The average life expectancy is double what it was a century ago, which means that DNA gets to replicate more often than it used to. Each replication is a roll of the dice, and when it replicates incorrectly, that's cancer. And since everyone has a time to be born and a time to die, if we have eliminated infant mortalities and finger-gun attacks and lead poisoning from the population then something else has to call people home when it's their time. (I'm glad it's not spontaneous combustion.) But now as more people are surviving cancer, and when they finally eradicate it with a cure then we'll start to see something else emerge, like people Botoxing themselves into suspended animation in their extreme old age.

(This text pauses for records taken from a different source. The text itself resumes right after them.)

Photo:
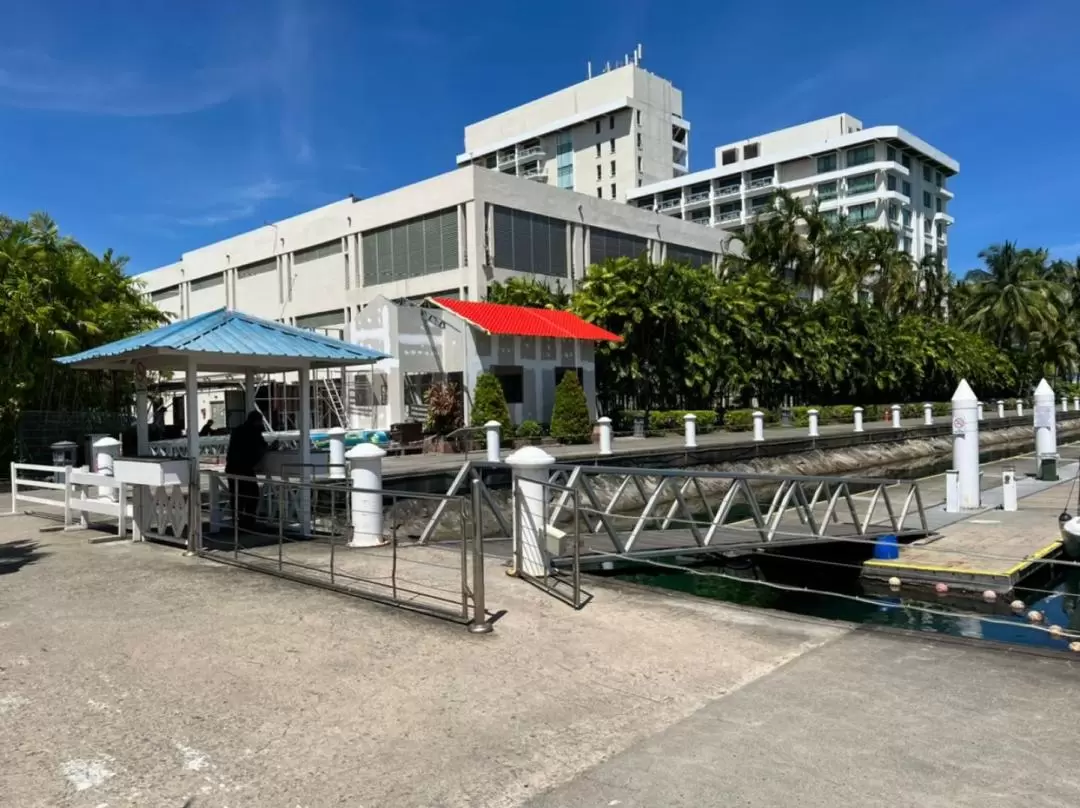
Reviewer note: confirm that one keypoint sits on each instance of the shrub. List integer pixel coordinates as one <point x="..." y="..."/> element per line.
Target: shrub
<point x="569" y="416"/>
<point x="444" y="408"/>
<point x="529" y="429"/>
<point x="489" y="403"/>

Until then, my coin sister and I share an opportunity to see each day of our lives as a gift. And between heads and tails and having half a mind and being the butt of jokes we have plenty of material for sharing some good, immune-boosting laughs.

Starting #6 of 6

Cycle # 6 of maintenance chemotherapy began this week. My labwork was good enough to proceed, and I aced my neuro tests again (no frog this time; just fox, pizza, and baseball, and proving that -- as always -- I am sober).

I showed up for my neuro test and treatment in my Book Signing Barbie suit, because prior to my appointment I had attended some meetings. The night before I had attended my karate class and talked with a friend about the upcoming Messiah concert (which by the way will no longer have any arias in it, so my Easter tradition of "cancer freak has half a mind to sing Messiah solos" appears to have ended for non-medical reasons). Reflecting on all these activities with a small grin, I realized that this was not what I envisioned two years ago. Back then I was unable to drive, I was in my initial round of chemotherapy and radiation, and living under the threat of a "maybe fourteen months" lifetime of deterioration. The life I enjoy today is much better. It's the life that many people have prayed for (and are still praying for), and I am very grateful for that.

Thus begins the sixth of six planned maintenance treatment cycles. In four weeks I have a turning point MRI. If this one is good, the plan is to graduate from "maintenance" to "monitoring." For as long as the tumor cells stay "asleep," I would be free from bi-weekly chemo infusions. Free from weekly labwork, where the phlebotomist and I go searching for a non-scarred vein. Free from daily Benadryl to help me cope with my allergy to Avastin. The only thing I'd miss would be the regular interaction with the chemo nurses, because their humor is just as therapeutic as the drugs they administer. In exchange, I may get to be more nervous about MRI scans, but I've been there and done that before. It's like Barbra Streisand dealing with her stage fright, perhaps. In time you get used to it and channel that energy into something that works. (And in my case, I float on everyone's prayers.)

If next month's scan ends up with bad news, my doctor still has other tricks up her sleeve. I've seen patients go from hearing "I'm sorry -- just put your life in order" to reminiscing about it long afterward. The Lord's plan is more potent than a mass of tiny cells with DNA gone bad. The power of prayer can still summon miracles and sustain me through whatever must be. So there is still room for hope.

Even if the monster awakens with a vengeance, AND if it's time to put down my pencil and turn in my life's test, then there is still room for hope. In his recent passing, President Hinckley shared his testimony of that hope in a poem that was put to music for his funeral:

What is this thing that men call death,
This quiet passing in the night?
'Tis not the end, but genesis
Of better worlds and greater light.
O God, touch Thou my aching heart
And calm my troubled, haunting fears.
Let hope and faith, transcendent, pure,
Give peace and strength beyond my tears.
There is no death, but only change,
With recompense for victory won
The gift of Him who loved all men
The Son of God, the Holy One.
(Yeah, I think Head Games could be easily bumped from my blog soundtrack to make room for this one!)